The problem

The problem is simple: to achieve efficient concurrency control of multiple reads per write and multiple reads per write.

Lockless double buffer + switching wait

A double buffer works like this:

  1. Apply for two buffers, one is read buffer and one is write buffer.
  2. The reader thread reads only from the Read Buffer.
  3. The writer thread modifies write Buffer and then switches between Read buffer and write Buffer.

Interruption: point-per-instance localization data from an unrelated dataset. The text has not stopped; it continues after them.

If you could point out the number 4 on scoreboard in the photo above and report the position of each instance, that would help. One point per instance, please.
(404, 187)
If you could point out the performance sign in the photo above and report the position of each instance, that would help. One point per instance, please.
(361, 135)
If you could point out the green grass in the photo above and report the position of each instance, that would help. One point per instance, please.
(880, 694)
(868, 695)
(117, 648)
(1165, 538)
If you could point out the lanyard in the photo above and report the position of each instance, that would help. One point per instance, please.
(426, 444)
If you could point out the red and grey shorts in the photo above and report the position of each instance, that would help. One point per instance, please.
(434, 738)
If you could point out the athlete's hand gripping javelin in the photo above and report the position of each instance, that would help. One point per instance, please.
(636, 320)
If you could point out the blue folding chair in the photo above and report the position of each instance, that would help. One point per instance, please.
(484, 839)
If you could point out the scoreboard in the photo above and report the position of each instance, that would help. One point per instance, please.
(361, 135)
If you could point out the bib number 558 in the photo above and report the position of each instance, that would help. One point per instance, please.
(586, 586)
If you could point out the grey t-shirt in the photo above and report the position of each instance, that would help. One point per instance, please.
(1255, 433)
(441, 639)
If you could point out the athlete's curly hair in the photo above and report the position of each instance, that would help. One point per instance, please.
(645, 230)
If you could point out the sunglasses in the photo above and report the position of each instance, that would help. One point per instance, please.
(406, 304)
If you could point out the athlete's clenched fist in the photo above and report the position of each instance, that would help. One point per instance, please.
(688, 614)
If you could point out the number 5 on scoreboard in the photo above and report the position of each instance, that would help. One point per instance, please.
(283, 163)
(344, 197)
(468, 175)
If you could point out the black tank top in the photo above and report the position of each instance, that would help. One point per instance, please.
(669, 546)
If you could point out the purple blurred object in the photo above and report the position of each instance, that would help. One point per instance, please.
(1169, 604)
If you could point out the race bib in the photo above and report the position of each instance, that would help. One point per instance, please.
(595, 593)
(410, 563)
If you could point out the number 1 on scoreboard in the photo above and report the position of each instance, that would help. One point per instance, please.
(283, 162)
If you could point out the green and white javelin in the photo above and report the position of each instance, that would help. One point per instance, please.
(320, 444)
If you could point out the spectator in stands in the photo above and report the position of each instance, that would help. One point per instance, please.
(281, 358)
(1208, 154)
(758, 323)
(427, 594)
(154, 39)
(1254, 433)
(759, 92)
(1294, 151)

The pseudo-code implementation is as follows:

const int kBufCnt = 2;

atomic<int> curr_idx = 0;

T buffers[kBufferCnt];



/ / Reader calls

const T* Get(a) {

  return buffers[curr_idx];

}



/ / Writer calls

T* Mutable(a) {

  return buffers[(curr_idx + 1) % kBufferCnt];

}



// writerBuffer is changed by calling Switch

void Switch(a) {  / / writer

   curr_idx = (curr_idx + 1) % kBufferCnt;

}



// Reader: multiple threads execute Read()

void Read(a) {

  const T* buf = Get();

  // Read something from *buf...

}



// Writer: only one thread will execute Write()

void Write(a) {

  T* buf = Mutable();

  // Write something to *buf...

  Switch();

}

Copy the code

This code logic has a thread-safety problem: once a reader gets a pointer, it does not know when it will finish reading it. Writer can Switch at any time. Such as:

  1. After thread R gets the pointer, it starts reading.
  2. Thread W calls Switch after writing.
  3. Thread W writes again… => The buffer that thread R is reading will be written to, causing read/write conflicts.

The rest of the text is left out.